Both Hippo and JNK signaling have well-established roles in regulating cell proliferation, growth, and survival. Despite the well-documented cross-talk between JNK and Hippo signaling in various contexts, ranging from ISC renewal (39, 42) to cell growth (66, 67) and migration (68), the mechanisms by which JNK intersects with Hippo in growth and apoptosis control have not been well studied. Here we identified POSH as an essential linker that bridges JNK and Hippo signaling. On one hand, POSH stimulates Hippo-mediated growth by promoting Ex ubiquitination and degradation; on the other hand, POSH induces JNK-dependent apoptosis, independent of Hippo signaling (Fig. S2). Considering the important roles of both JNK and Hippo activity in tumorigenesis, our findings provide a molecular basis for further investigation of mammalian POSH homologs as potential linkers of JNK- and Hippo-mediated cancer progression.

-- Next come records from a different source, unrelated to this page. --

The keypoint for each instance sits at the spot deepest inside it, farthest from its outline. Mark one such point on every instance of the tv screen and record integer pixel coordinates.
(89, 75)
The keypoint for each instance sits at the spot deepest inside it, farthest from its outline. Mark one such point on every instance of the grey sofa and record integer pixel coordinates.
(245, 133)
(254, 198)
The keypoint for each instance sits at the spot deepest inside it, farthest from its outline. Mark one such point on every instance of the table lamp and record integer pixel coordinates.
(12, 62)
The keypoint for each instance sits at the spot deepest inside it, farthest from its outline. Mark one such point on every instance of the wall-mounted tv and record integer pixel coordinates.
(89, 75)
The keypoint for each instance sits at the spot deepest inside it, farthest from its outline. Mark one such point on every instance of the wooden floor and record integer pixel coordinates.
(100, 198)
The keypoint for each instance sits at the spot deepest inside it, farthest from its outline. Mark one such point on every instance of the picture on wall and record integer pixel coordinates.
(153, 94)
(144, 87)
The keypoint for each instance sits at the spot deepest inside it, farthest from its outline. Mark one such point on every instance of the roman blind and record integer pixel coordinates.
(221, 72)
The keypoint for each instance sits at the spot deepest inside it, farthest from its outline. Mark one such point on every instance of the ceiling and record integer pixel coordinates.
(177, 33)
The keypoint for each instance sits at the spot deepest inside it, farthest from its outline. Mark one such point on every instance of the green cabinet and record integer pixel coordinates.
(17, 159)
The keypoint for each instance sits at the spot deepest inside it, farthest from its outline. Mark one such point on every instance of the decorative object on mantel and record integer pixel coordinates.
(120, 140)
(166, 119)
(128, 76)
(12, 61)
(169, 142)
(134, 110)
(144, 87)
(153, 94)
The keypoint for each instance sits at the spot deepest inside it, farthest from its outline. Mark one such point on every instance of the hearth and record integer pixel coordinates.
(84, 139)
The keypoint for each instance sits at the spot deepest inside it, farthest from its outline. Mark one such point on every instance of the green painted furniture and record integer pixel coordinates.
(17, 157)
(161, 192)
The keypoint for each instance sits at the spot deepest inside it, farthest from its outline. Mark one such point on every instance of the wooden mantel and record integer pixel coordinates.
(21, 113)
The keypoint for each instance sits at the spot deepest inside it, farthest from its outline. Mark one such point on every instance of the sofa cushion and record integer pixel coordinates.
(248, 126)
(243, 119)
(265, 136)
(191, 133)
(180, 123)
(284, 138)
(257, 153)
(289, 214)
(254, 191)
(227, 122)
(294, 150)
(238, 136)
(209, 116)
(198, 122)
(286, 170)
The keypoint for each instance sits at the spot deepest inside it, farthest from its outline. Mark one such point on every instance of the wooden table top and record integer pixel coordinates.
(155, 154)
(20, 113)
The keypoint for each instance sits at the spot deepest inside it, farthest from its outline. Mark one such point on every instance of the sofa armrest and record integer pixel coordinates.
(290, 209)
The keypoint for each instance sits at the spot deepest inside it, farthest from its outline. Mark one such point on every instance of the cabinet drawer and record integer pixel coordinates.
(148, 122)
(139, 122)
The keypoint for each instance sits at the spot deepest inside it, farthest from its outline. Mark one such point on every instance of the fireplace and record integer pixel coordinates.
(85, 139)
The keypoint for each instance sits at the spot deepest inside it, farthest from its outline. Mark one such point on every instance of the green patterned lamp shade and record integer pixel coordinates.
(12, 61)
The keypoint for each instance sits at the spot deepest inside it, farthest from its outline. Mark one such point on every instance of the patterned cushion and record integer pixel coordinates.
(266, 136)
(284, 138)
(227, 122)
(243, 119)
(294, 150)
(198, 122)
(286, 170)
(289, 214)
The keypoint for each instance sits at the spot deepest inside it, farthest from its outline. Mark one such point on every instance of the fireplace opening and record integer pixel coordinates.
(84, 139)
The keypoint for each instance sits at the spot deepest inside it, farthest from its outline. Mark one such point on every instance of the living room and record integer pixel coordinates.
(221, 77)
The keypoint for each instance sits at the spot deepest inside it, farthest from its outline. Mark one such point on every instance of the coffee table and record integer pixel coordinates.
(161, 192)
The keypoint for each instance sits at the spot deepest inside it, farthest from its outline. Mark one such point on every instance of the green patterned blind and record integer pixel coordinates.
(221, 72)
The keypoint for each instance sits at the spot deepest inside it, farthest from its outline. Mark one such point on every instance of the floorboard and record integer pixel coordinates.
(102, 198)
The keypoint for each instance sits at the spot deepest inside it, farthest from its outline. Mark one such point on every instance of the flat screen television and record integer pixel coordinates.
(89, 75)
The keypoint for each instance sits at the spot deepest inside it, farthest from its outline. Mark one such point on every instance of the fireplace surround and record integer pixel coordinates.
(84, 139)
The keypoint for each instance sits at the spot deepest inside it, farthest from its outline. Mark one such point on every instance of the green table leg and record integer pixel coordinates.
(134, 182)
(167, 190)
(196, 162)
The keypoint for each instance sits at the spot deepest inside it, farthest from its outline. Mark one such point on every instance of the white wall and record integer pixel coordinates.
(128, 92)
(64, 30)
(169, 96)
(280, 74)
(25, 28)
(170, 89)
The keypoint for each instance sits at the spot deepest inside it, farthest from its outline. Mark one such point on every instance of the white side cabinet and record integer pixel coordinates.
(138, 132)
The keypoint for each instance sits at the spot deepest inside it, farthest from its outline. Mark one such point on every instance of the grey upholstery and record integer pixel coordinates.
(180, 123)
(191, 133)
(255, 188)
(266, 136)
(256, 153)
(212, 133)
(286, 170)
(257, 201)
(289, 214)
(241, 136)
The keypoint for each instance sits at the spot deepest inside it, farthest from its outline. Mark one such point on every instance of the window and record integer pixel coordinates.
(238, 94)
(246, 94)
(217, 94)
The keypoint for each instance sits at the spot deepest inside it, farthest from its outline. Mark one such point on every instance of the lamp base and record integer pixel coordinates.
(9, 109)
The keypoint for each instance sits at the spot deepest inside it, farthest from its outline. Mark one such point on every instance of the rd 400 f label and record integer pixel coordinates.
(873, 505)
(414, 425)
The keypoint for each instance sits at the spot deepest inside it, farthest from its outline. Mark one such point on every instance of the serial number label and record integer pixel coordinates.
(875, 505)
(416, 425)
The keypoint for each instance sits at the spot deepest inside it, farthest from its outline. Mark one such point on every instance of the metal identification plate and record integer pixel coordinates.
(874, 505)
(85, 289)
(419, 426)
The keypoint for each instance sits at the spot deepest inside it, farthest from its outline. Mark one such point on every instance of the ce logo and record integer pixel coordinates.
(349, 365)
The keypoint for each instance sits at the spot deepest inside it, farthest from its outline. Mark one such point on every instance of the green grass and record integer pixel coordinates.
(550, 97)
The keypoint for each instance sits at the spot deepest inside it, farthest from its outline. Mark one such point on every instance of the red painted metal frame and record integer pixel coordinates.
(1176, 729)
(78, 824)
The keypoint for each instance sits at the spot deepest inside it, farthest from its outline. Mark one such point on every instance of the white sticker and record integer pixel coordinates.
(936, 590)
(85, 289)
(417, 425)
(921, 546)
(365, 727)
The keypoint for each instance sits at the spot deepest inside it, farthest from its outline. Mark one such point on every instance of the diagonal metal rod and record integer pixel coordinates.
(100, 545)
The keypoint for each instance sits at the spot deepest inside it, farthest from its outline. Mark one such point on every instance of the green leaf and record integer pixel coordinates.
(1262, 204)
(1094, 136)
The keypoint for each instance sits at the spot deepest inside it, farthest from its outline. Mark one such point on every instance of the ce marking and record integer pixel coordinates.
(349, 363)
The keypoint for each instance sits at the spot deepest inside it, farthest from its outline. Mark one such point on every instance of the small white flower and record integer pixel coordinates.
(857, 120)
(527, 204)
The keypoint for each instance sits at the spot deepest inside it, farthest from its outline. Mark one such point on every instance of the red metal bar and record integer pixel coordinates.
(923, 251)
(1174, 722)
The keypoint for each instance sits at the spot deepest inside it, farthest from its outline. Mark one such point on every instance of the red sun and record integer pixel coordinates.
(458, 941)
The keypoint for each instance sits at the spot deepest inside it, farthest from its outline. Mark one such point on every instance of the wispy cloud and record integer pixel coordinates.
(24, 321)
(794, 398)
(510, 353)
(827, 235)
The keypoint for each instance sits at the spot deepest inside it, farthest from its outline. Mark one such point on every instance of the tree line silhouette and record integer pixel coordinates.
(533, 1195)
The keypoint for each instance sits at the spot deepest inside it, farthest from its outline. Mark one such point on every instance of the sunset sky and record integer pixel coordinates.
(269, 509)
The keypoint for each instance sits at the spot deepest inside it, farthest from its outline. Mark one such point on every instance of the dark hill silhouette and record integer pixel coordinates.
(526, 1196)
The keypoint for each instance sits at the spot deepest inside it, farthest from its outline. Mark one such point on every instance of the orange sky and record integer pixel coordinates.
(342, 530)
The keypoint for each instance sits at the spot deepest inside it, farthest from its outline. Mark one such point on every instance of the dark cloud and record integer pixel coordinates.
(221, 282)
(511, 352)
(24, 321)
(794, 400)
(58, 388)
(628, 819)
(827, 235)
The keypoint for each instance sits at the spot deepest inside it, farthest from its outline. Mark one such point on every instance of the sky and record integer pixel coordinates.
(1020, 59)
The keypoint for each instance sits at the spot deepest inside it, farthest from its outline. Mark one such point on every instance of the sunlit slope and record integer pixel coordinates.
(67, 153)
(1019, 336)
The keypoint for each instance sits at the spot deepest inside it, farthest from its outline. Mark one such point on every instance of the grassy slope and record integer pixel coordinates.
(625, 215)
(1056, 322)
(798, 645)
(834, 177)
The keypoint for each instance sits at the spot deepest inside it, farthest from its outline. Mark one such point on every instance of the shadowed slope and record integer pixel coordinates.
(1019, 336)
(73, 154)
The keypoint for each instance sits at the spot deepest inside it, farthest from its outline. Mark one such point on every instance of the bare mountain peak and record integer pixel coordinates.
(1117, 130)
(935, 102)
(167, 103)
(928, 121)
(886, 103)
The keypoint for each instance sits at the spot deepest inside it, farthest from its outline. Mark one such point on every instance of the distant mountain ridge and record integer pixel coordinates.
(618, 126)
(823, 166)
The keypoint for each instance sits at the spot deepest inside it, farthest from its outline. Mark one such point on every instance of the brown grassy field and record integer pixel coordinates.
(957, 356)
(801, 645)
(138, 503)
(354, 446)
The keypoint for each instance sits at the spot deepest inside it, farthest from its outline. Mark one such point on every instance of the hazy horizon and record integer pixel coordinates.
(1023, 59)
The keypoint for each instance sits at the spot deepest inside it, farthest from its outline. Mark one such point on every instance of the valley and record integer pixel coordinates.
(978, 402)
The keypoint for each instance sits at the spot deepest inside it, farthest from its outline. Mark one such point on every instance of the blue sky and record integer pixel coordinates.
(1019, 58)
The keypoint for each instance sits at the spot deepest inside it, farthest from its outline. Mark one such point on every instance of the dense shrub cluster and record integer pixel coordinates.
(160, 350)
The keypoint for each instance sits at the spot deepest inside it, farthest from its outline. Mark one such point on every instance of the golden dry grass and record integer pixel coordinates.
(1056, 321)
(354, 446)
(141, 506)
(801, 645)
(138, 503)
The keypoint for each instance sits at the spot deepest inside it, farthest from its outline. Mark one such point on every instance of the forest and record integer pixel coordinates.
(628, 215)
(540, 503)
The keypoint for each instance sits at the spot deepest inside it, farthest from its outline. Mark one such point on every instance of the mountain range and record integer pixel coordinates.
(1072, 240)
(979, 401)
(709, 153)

Given that studies have overwhelmingly proven that Drosophila is an excellent model for gaining insight into human cancer biology (57) and the conservation of the Hippo pathway between Drosophila and human, our findings here bring forth the exciting prospect that similar mechanisms may exists in both normal development and cancer progression.

Experimental Procedures

Drosophila Stocks.

All crosses were raised on standard Drosophila medium at 25 °C unless otherwise indicated. The following strains from the Bloomington Drosophila Stock Center were used for this study: GMR-GAL4, ptc-GAL4, nub-GAL4, hh-GAL4, en-GAL4, UAS-GFP, UAS-p35, POSH^EP1206, POSH⁷⁴, ban-lacZ, ex-lacZ, diap1-lacZ, and UAS-slmb.RNAi (#33898). The following RNAi lines were collected from the Vienna Drosophila Resource Center: UAS-POSH.RNAi (#2, v26655), UAS-kibra.RNAi (v106507), UAS-yki.RNAi (v40497), UAS-ex.RNAi (v22994), UAS-lgl.RNAi (v51249), UAS-dlg.RNAi (v41136), and UAS-fat.RNAi (v9396). The strains kibra^del, UAS-Kibra (15), puc-lacZ (69), UAS-bsk^DN (70), mer⁴ (71), wts^X1 (9) were previously described. UAS-crb^intra (43, 48) was a gift from Georg Halder, University of Leuven, Leuven, Belgium and Elisabeth Knust, Max Planck Institute of Molecular Cell Biology and Genetics, Dresden, Germany; UAS-POSH.RNAi (#1) and UAS-POSH (33) were gifts from Zhiheng Xu, Chinese Academy of Sciences, Beijing; UAS-hpo and UAS-wts were gifts from Shian Wu, Nankai University, Tianjin, China; esg-GAL4 UAS-GFP tub-GAL80^ts, Myo1A-GAL4 UAS-GFP tub-GAL80^ts, and su(H)-lacZ were gifts from Jin Jiang, University of Texas Southwestern, Dallas; UAS-sd.RNAi (72) was a gift from Lei Zhang, Shanghai Institute of Biochemistry and Cell Biology, Shanghai, China; and UAS-ex (73) was a gift from Peter Bryant, University of California, Irvine, CA.

Immunostaining.

Eye and wing discs of third-instar larvae were dissected in PBS and fixed in PBS containing 4% formaldehyde for 15 min, and fly intestines were fixed for 30 min. The samples were then blocked in 1× PBST containing 5% normal goat serum overnight at 4 °C and were incubated first with primary antibody overnight at 4 °C or for 2 h at room temperature and then with a fluorescence-conjugated secondary antibody for 2 h at room temperature. The following antibodies were used: mouse anti-Dlg (1:200) [Developmental Studies Hybridoma Bank (DSHB)], mouse anti–β-Gal (1:100) (DSHB), mouse anti-Wg (1:100) (DSHB), rabbit anti-PH3 (1:100) [Cell Signaling Technology (CST)], rabbit anti-active Caspase 3 (1:400) (CST), rabbit anti-Yki and rabbit anti-Kibra (1:1,000) (gifts from Duojia Pan, University of Texas Southwestern, Dallas), guinea-pig anti-Ex (1:1,000) (a gift from Richard Fehon, University of Chicago, Chicago), mouse anti-DIAP1 (1:200) (a gift from Bruce Hay, California Institute of Technology, Pasadena, CA), and guinea pig anti-POSH (1:200) (a gift from Sean Sweeney, University of York, York, England). Secondary antibodies were anti-rabbit Alexa (1:1,000) (CST) and anti-guinea pig-Cy3 (1:1,000) and anti-mouse Cy3 (1:1,000) (Jackson ImmunoResearch).